I hope this blog post finds you all well. I just thought I’d start by pointing you in the direction of a guest post I recently wrote for the Balance Your Words blog in case you missed it. Entitled ‘Tackling Specialisation and Sports Translation’, the post is a brief insight into what goes on in my particular corner of the translation profession. Hope you enjoy it!

Now on to today’s post. A debate that regularly crops up among translators is that of the importance of gaining translation-specific qualifications and I wanted to give some of my own humble views on the subject, though perhaps from a different angle to the usual ‘can the end results justify the length and cost of the course’ debates.

As a holder of an MA in Translation Studies which I found to be immensely valuable, it’s probably unsurprising that I probably have more of a positive take on the subject than many people will have, but that’s not to say this post is all one-way traffic.

Indeed, it is undeniable that there are many (perhaps even a majority of) translators out there who do a brilliant job without these specific qualifications and that immediately serves to place a question mark over the validity of the courses. However, there is more at stake than producing competent professionals and that is where I want to lay the focus of this post.

Beyond theoretical classes which are not to everyone’s tastes and practical lessons in subjects ranging from developing specialisms to invoicing clients, what these courses offer is recognition for a profession that often struggles with its own visibility. While the ongoing perception of translation as a derivative activity sees the actual translation task remain worryingly invisible, there is no reason for the discipline to be considered in the same way. In my view, achieving qualifications in the subject is one way of providing a much-needed authority, as the subject is afforded more concrete academic validity.

Furthermore, professional training in the subject certainly helps to differentiate between those who can translate and those who think they can. As a case in point, I’m certainly not ashamed to admit that after completing my languages degree I naively thought I was ready to become a translator, only to discover upon starting my MA that I didn’t even really know what translation was. This stems from the entire way that ‘translation’ is used throughout the English education system, which focuses upon ensuring comprehension and matching words like-for-like rather than exploring the true, core values of the subject which lie in allowing communication to occur across cultural boundaries.

With International Translation Day just around the corner (taking place on St Jerome’s day, 30th September), and several projects attempting to tackle this very issue of a lack of visibility and understanding of the subject, this is a debate currently occupying everyone’s thought within the world of translation. For me it appears that translation training plays a huge role in helping translation define itself as a subject.

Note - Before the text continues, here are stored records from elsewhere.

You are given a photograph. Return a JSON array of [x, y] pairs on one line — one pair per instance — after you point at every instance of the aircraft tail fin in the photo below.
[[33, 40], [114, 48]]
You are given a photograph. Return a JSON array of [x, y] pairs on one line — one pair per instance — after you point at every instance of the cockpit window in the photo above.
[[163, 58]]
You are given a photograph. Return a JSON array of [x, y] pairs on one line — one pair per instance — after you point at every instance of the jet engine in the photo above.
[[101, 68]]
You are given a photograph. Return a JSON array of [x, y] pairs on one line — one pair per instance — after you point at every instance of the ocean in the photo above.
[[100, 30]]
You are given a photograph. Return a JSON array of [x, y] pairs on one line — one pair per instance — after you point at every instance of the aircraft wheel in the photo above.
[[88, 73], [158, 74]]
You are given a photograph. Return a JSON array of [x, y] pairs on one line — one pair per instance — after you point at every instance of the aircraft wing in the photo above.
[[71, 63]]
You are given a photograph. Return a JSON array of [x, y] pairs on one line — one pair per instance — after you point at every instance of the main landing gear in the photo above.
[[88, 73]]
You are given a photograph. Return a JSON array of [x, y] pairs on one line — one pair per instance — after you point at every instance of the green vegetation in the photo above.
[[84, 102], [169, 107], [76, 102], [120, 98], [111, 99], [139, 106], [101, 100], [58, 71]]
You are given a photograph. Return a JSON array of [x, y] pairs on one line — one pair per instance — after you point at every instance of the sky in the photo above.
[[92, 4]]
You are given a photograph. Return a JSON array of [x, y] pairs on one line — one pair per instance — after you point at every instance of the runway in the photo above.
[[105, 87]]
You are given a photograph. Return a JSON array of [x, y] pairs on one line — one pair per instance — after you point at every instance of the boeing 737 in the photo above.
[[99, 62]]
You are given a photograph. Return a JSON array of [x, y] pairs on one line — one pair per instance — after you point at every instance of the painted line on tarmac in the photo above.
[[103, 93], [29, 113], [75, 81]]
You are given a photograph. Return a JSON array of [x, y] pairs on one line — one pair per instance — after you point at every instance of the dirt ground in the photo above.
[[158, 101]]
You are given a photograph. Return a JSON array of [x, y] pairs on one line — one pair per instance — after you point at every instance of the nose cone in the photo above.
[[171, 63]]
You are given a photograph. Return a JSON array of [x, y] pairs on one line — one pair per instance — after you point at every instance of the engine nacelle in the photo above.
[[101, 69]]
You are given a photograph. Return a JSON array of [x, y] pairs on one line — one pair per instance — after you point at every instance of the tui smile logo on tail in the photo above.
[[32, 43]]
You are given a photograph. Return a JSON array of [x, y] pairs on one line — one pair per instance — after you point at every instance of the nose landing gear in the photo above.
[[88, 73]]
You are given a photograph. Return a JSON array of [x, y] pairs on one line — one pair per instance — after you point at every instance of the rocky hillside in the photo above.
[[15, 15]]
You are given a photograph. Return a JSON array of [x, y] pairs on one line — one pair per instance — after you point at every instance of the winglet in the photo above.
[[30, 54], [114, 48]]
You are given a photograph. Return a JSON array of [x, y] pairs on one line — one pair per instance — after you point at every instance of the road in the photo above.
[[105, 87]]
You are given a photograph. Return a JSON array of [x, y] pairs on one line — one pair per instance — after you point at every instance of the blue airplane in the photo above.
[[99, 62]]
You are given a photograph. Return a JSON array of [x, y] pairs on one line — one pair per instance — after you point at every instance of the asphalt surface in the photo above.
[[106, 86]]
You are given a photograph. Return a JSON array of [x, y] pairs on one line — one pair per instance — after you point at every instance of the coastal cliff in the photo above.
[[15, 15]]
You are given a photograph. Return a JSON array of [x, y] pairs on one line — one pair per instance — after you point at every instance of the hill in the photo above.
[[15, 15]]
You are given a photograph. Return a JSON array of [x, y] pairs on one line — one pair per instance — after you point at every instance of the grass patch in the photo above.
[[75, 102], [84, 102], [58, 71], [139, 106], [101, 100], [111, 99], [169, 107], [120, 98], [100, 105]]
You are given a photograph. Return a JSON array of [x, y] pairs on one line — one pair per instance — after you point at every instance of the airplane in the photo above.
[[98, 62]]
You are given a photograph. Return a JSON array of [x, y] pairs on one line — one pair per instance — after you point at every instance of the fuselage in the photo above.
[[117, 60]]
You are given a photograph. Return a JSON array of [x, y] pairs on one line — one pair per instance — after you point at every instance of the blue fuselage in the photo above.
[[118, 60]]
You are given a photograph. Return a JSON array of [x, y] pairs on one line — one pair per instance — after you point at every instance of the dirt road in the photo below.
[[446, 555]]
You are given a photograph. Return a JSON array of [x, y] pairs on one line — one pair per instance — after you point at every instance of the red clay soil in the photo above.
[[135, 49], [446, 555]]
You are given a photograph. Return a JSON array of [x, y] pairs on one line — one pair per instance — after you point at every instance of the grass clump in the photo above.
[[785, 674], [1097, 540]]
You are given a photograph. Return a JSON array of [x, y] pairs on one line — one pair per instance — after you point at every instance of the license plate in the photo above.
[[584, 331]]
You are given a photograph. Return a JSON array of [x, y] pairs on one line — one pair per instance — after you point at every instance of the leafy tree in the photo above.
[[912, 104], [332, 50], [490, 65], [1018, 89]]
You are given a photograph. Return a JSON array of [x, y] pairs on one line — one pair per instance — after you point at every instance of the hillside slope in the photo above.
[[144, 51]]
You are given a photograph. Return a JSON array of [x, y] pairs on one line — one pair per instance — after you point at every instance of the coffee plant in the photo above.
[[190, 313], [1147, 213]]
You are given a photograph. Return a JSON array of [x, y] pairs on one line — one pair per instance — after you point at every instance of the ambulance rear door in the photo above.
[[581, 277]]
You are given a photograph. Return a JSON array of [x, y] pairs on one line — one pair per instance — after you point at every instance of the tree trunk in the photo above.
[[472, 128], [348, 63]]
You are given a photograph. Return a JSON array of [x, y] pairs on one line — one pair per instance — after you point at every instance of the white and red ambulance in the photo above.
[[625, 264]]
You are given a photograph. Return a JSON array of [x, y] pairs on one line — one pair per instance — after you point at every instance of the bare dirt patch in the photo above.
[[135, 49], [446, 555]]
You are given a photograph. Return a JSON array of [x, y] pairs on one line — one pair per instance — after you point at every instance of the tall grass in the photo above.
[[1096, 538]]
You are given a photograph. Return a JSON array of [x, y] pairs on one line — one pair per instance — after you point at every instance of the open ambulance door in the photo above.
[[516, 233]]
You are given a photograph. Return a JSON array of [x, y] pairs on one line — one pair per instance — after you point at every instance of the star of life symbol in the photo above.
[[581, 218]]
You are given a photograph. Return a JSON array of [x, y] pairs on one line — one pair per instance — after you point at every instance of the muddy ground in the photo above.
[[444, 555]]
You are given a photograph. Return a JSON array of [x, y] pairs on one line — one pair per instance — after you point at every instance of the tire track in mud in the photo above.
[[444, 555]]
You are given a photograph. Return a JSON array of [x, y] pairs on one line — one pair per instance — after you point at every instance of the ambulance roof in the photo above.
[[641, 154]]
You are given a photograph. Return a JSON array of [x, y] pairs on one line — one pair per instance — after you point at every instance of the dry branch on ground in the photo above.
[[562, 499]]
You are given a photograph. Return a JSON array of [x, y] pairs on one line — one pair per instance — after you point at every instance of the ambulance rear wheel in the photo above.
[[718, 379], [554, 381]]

While questions of whether or not qualifications are necessary to do your job well will undoubtedly go on to be debated to no avail, can we really deny the importance of these courses in promoting the visibility of translation? Surely anything offering a more standardised understanding of the task we undertake and more stringent criteria to dispel the common myth that bilingualism equates to translational skills is something worthwhile as translation continues to struggle to be recognised for what it really has to offer? Ultimately, it is my belief that translation-specific degrees and qualifications are one of the best ways of overturning commonly held misconceptions surrounding our subject and that can’t be overlooked.

Happy International Translation Day for next Monday!